FarCry 2 already has two things going for it, no mutants and no aliens.  The game really doesn’t have anything to do with FarCry at all, apart from dropping you into a lush sandbox, giving you guns and a mission and then sitting back and letting you do whatever you want to complete the mission.  It is a little early to tell, but the lack of mutants may help make the latter parts of the game actually fun, as opposed to the exercise in frustration that the last few levels of FarCry became.  Check out the screens and tidbits of information at bit-tech.
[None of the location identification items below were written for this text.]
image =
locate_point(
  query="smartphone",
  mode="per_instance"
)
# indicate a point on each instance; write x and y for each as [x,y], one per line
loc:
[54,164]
“Now admittedly we were a little disappointed that our plan to incinerate the ramshackle huts had failed so early on and that we had had to fall back and rely on Warren’s help, but the process actually helped to prove how great Far Cry 2 is when it comes to providing an emergent experience and an arena for players to experiment in and create their own stories.

This, if anything, would seem to be Far Cry 2’s speciality – it just refuses to be consistent in any aspect of the game design. There are a few hard and fast rules which make the game world consistent with how we think the world should be – wind that blows, fire that spreads, wood that splinters – but that’s about it. The rest of the game is different every time you play it because the details are always changing.

Put simply, when it’s the case that the direction that the wind is blowing in can change your entire approach to a mission then you know you’re in for a hugely open and vastly replayable gaming experience.

Far Cry 2 may yet have problems we haven’t uncovered and granted that a single mission is no basis on which to judge an entire unreleased game – but if we were so foolish as to do judge in that way then Far Cry 2 is one game that we’d definitely get very excited about.”